To make the adjustment by aerodynamic methods as in the subsonic aircraft is not feasible because any deflection of flying control surfaces would have to be made throughout the supersonic cruise and would cause unacceptable drag. In Concorde the method used to keep the centre of gravity in the right place is to pump fuel between the main tanks and forward and aft trim tanks as required.

It is true that the supersonic designer is beset with new problems, but the airflow characteristics of the slender delta give him at least one natural advantage over the subsonic designer. Nature has provided the delta wing with its own "high lift device" and there is no need for the complicated arrangement of slots and flaps that can be seen on a subsonic wing when the aircraft takes off or comes in to land.

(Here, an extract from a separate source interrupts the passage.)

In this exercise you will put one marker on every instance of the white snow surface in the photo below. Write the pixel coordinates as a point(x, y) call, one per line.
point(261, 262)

To make its landing approach at a safe speed, a delta aircraft assumes a fairly steep angle of attack. At take-off it is also at a steeper angle than a subsonic type. At these high angles of incidence, the airflow over the leading edge of the wing breaks away and forms a vortex. If this vortex formation remains stable (and the Concorde leading edge is designed to keep it stable) it follows the line of the leading

edge and has the effect of producing additional lift in just those two phases of flight - landing and take-off- when the subsonic aircraft has to use mechanical means to get added lift.

The droop snoot

Besides the powerplant and fuel system, the Concorde's adjustable droop nose is another design feature that differs markedly from subsonic practice. A movable nose is required on a supersonic airliner to give the pilots a good view of the airport runway in landing and take-off. The nose of a supersonic transport, unlike the blunt rounded front end of the subsonic airliner, is streamlined for high speeds. It is long and tapers to a sharp point. Concorde comes in to land and takes off at a more nose-up attitude than a subsonic aircraft, and, if it were fixed, the long nose could hamper the view from the flight deck on to the runway.

To get over this problem, the nose unit (all that part of the fuselage forward of the flight deck) is made so that it can be lowered during landing and take-off and raised during the other phases of the flight. The droop nose is composed of two sections: the main nose structure and the glazed upper section of the forward fuselage, known as the visor, which can be lowered and raised independently.

In supersonic cruise, the nose and the visor are raised. This streamlines the front end of the aircraft to minimise air resistance, and the visor protects the flight deck windows against kinetic heating and air pressure. Forward view from the flight deck is through the flight windows and the visor windows. At take-off and in the early stage of the subsonic climb, the visor is lowered and the nose is lowered to its intermediate position, 5° of droop. In subsonic cruise the visor is lowered but the nose is raised. In the approach, and at landing, and also while taxying at the airport, the visor is lowered and the nose is in the down position, 12.5° of droop.

With the droop nose, which has been thoroughly tested in the most extreme climatic conditions, the Concorde pilot's view on to the runway is better than that from the flight deck of most other airliners.